Martinez began feeling ill in late May, her daughter said, experiencing major pain in her arm and neck. She took her mother to the hospital, where she underwent a battery of tests and learned there was a cancerous mass on her lungs, as well as 18 lesions on her brain.

“Even though she knew the outcome, she fought until the day she died,” Dayna Martinez said. “My sister and I were with her in the hospital, and we told her it was okay and that she could go. She said, ‘I’m not ready. I don’t want to. Because you guys are here.’”

When not at work, burying her nose in book, or helping the community, Martinez loved visiting family, going on outings with her grandchildren or to the movies, and gardening.

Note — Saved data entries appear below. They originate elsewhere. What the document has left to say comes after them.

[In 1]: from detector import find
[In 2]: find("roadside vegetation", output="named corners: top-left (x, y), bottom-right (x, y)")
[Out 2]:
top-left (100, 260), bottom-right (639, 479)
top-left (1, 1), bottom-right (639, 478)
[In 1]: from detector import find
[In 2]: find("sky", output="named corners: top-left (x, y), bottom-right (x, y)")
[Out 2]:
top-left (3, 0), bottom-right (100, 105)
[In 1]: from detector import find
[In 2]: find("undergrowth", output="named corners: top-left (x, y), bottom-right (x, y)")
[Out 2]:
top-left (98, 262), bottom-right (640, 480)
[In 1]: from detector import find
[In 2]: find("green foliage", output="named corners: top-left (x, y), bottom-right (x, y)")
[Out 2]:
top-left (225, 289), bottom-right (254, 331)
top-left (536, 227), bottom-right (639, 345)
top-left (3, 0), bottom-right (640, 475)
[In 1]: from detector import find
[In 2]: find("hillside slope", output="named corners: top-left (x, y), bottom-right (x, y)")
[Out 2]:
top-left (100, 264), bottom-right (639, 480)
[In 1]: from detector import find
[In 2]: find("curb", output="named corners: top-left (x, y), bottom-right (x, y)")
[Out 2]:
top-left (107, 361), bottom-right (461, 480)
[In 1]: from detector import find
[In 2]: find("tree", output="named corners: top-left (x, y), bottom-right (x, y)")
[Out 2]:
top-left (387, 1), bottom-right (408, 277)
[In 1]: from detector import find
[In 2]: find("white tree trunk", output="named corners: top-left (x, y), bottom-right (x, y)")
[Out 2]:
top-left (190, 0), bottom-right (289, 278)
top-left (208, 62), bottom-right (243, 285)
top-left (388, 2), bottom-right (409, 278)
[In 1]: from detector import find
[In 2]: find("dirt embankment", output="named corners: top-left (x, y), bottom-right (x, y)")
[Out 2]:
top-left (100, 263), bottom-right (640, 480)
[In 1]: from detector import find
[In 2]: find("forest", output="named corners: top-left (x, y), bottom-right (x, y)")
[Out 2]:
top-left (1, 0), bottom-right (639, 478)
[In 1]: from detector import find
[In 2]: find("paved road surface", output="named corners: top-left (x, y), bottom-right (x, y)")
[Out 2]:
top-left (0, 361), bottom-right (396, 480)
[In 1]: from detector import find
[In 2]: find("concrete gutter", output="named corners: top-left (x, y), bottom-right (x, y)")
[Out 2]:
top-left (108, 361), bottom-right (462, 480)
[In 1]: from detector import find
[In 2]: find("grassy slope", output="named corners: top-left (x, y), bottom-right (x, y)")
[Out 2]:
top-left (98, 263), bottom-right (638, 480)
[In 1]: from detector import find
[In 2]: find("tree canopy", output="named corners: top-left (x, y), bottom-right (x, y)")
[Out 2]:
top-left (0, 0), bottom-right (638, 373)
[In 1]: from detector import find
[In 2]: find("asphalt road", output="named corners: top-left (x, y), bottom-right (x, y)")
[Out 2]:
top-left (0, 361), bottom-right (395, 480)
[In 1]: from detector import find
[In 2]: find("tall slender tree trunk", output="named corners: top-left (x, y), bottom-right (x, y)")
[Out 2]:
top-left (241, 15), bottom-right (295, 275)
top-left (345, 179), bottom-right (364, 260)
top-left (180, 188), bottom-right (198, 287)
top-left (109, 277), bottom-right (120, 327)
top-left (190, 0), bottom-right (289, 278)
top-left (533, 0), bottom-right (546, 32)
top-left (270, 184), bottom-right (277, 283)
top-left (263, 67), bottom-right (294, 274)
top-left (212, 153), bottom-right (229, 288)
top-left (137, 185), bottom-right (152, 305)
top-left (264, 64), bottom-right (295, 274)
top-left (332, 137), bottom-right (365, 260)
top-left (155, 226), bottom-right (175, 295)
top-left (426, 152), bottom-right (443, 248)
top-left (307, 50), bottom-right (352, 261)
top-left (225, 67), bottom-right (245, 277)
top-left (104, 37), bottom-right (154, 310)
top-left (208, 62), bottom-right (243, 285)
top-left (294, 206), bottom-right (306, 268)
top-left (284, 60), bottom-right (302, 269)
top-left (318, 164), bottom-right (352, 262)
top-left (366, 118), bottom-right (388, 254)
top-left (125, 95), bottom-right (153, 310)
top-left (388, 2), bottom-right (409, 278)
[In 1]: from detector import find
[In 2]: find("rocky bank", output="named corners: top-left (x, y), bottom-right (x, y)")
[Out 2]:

“She loved us unconditionally,” Dayna Martinez said. “There was no judgment, but she steered my sister and me right. She’d let us fall down and hit our head, then dust us off and tell us to keep moving. She raised us to be strong, just like her, but if we got too hot-headed, she’d tell us to cool off.”

While she knew her mother was very involved in the community, Dayna Martinez said she didn’t actually see the impact her mother had made until community members began offering their condolences this week.

Dayna Martinez said even other family members aren’t completely aware of the legacy her mother left on Lodi.

“Her passing is going to be very hard-felt in Lodi. I can just tell,” she said. “I haven’t heard any bad things about my mom, either growing up or after her death. She just brought joy to everybody.”